Читать «Дорожный иврит» онлайн - страница 81

Сергей Павлович Костырко

Расположился за столиком у окна. Над правым виском за стеклом раскачивается под ветром подвешенная корзина.

Пористая белая пена на гребнях волн, которые – волны – только для широкоформатного кино, то есть нужно провести взглядом вдоль, чтобы заценить размах наката.

На небе облака с темно-серой, почти черной сердцевиной и белыми краями. Между облаков рваные клоки голубого неба.

Линия морского горизонта, если присмотреться, не ровная, а в мелкий рубчик. Вот, возможно, откуда рисунок греческих орнаментов.

Ну а когда смотришь вдоль берега налево, в сторону Яффы, то горизонта нет. Плотный туман. Точнее водяная пыль. Мутно-синяя мгла неба, легшая на волны. Там море и небо слились.

По дороге сюда, идя вдоль моря, я пытался совместить мир справа и мир слева. Слева – вздыбившееся волнами море и огромные облака, как бы встающие из моря и продолжающие его в небо. Даже примерять в воображении свое тело к этой стихии жутко: тяжелая пена хлещет по плечам и лицу, выворачивает из-под ног дно.

Ну а мир справа состоит из крохотных, неподвижных под летящим над ними небом небоскребов; из потока машин, тормозящих перед светофором; из пальм со сбившейся набок кроной и велосипедистом, проносящимся по набережной, и я как будто слышу в грохоте волн сухой треск резины его колес. Мир этот кажется игрушечным рядом с мощью вставших на полнеба облаков и ревущего моря. Но и есть ощущение прочности – почти пафосной – этого полукукольного мира справа рядом с хаосом слева, где я – «бездны мрачной на краю».

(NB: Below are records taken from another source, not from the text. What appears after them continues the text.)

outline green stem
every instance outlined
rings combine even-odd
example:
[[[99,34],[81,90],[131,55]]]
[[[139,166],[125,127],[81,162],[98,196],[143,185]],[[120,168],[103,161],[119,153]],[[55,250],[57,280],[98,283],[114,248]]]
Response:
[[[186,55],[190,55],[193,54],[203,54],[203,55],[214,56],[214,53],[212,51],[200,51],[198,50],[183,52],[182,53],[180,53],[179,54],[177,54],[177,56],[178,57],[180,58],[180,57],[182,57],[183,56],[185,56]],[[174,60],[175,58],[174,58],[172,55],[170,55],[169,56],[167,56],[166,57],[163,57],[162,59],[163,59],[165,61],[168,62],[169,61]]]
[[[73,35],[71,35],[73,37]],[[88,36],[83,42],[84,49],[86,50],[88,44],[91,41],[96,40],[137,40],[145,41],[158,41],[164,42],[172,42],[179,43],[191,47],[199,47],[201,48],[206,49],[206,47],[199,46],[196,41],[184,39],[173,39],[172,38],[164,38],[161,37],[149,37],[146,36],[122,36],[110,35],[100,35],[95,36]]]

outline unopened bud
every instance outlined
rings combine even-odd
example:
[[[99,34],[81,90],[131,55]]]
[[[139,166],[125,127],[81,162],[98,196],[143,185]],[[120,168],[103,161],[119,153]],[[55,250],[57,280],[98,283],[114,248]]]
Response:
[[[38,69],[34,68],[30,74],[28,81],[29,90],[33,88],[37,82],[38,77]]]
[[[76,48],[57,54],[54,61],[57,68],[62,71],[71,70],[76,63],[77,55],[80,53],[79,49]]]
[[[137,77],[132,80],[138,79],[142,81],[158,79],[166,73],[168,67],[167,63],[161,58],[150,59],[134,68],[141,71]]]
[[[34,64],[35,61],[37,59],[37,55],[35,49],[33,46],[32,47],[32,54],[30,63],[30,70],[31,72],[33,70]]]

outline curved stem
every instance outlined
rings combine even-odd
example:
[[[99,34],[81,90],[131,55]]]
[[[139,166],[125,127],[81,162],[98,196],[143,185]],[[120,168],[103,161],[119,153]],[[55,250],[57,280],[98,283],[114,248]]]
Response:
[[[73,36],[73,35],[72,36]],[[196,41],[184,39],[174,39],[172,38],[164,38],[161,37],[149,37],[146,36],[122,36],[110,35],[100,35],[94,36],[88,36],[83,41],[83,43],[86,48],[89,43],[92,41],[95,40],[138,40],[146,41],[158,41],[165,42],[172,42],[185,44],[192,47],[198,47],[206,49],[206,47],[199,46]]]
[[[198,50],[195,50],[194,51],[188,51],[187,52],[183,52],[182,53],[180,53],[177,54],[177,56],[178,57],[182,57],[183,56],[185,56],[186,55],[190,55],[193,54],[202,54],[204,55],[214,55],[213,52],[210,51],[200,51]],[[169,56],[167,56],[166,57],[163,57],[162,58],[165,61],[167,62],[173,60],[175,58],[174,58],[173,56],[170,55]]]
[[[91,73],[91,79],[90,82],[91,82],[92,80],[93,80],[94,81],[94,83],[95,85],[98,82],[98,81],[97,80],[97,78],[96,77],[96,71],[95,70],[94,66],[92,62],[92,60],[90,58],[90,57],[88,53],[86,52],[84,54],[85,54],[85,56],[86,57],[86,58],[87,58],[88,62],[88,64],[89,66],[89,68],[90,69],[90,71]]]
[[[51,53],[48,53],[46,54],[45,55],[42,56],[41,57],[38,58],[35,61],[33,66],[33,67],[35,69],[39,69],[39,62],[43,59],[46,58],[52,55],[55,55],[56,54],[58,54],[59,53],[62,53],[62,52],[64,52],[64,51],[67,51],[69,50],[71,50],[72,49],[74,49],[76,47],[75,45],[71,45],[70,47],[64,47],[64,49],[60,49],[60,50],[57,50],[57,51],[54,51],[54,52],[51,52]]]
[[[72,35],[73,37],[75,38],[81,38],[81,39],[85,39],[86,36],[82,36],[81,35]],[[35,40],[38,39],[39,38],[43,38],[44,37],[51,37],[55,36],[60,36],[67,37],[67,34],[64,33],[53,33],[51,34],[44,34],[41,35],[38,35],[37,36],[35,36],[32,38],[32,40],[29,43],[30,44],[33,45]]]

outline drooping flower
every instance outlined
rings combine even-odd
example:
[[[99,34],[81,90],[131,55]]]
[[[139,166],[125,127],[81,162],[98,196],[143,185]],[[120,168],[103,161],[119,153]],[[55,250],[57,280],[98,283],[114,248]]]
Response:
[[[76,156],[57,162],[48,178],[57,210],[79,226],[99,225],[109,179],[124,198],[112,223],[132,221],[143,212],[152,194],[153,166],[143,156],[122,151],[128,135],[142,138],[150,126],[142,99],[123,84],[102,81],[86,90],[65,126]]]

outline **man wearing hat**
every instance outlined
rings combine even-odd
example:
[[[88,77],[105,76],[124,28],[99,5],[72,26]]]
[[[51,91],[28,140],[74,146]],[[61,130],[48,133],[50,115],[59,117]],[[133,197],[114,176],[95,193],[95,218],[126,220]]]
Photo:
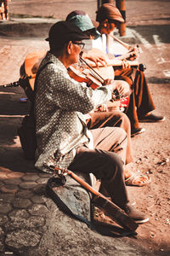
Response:
[[[148,218],[131,206],[124,183],[123,163],[113,152],[125,154],[125,131],[117,128],[119,133],[113,145],[114,128],[90,132],[86,126],[84,114],[109,101],[113,85],[107,79],[105,85],[93,90],[73,80],[67,73],[67,68],[79,60],[83,47],[82,40],[88,38],[77,26],[67,21],[55,23],[49,31],[50,49],[41,62],[36,79],[35,166],[44,172],[49,172],[47,165],[54,165],[73,172],[94,173],[101,179],[101,186],[113,202],[136,222],[144,223]]]
[[[97,30],[103,34],[110,34],[117,23],[124,22],[124,20],[118,9],[110,3],[103,4],[96,12]],[[96,40],[97,41],[97,40]],[[107,52],[106,41],[99,41],[94,44],[94,47],[99,47]],[[133,88],[130,96],[128,108],[126,111],[131,121],[132,135],[137,135],[144,132],[145,130],[139,127],[139,121],[141,122],[162,122],[165,120],[163,116],[156,116],[150,113],[156,108],[150,90],[147,84],[145,76],[142,71],[136,70],[133,77],[133,68],[122,68],[116,70],[116,79],[123,79],[128,82]]]

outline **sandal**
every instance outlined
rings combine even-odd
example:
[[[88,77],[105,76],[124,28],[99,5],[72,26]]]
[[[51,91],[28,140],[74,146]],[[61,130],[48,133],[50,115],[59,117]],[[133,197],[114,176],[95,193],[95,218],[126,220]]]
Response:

Чего там физиологи и психологи говорят про левое и правое полушария мозга? И про их взаимодействие? Надо бы в Википедию сходить почитать, но в этом кафе нет вай-фая.

14.10 (в автобусе)

По дороге в Иерусалим, в автобусе, в ушах наушнички плеера – поймал какую-то станцию, на которой передают оперу. Поют по-немецки. XVIII-й или начало XIX века. За окном с растянутыми ветром по стеклу снаружи крупными каплями – пасмурный мир. Горят фары идущих навстречу машин, жестко поблескивают лужи на обочинах. И хорошо, что слов не разбираю, и к сюжету мне не пробраться, и для меня – только голос, вплетенный в звучание оркестра, голос на правах одного из инструментов, скрипки, скажем, или гобоя, только несравненно более емкий и выразительный. Звучащий голос всегда умнее произносимых им слов, особенно – слов из оперных либретто. И потому вот эта меланхоличная музыка с вплетенным в нее голосом – в кайф. Сначала Иудейская долина, рыжая с клоками зелени, потом Иудейские темно-зеленые горы. Стремительно проносящийся ближний и медленно разворачивающийся дальний горный мир озвучен голосом из наушников. Ощущение уюта, как в детстве летом у бабушки на Угловке в Приморье, в дождливый день, на застланном для меня за занавеской сундуке, с хрестоматией по литературе для восьмого класса – единственной на все лето книгой, которую знал почти наизусть (особенно «Белеет парус одинокий»).